Et le changement peut donc être brutal. Alex Kirsch reprend : «Pour l’avoir vécu, j’ai saisi qu’il y avait un basculement après la catégorie espoirs. D’un coup, tu te retrouves avec un agent qui défend tes intérêts, on parle argent. Tous les coureurs le disent, les meilleures années sont les années espoirs. On y vit des moments forts, inoubliables. Après, ça devient plus un travail. On change souvent de coéquipiers, c’est un métier. Un métier dur. Regardez la chute de Jempy (Drucker), il faut surmonter ça, repartir de zéro avec les incertitudes qui sont liées. Moi, je suis heureux de la vie que j’ai et ça reste mon choix de vie, mais je me demande si pour le coup, Pit n’a pas eu un peu d’avance. Pour le moment, nous gagnons assez bien notre vie mais dans dix ans, on sera peut-être en retard sur le plan professionnel, lorsque notre carrière sera terminée.»
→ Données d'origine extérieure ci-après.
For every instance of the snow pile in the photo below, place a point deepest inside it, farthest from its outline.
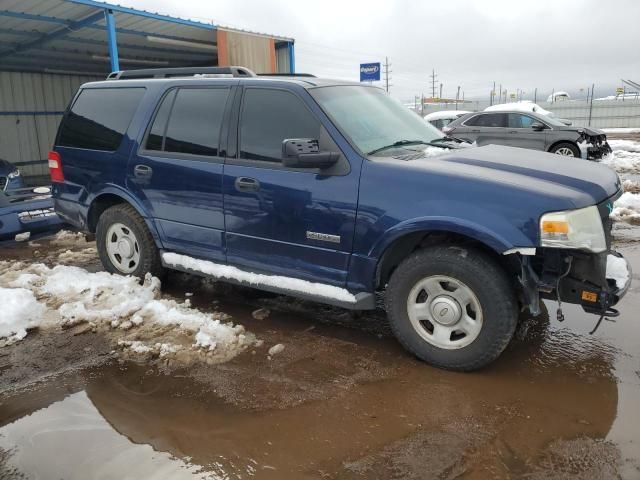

Jempy Drucker le reconnaît à son tour, être cycliste professionnel, ce n’est pas seulement signer des autographes au départ des courses et taper dans la main des fans dans l’aire d’arrivée. «Moi, reprend Jempy, lorsque mon rôle est d’emmener sur cette Vuelta Sam (Bennett) et que je n’y arrive pas comme il le faudrait, alors je saisis ce que le mot pression veut dire. Oui, mentalement c’est dur, mais j’ai la chance d’aimer ça…»

Quant à Pit Leyder, il a gardé son destin en main. Entre le cœur et la raison.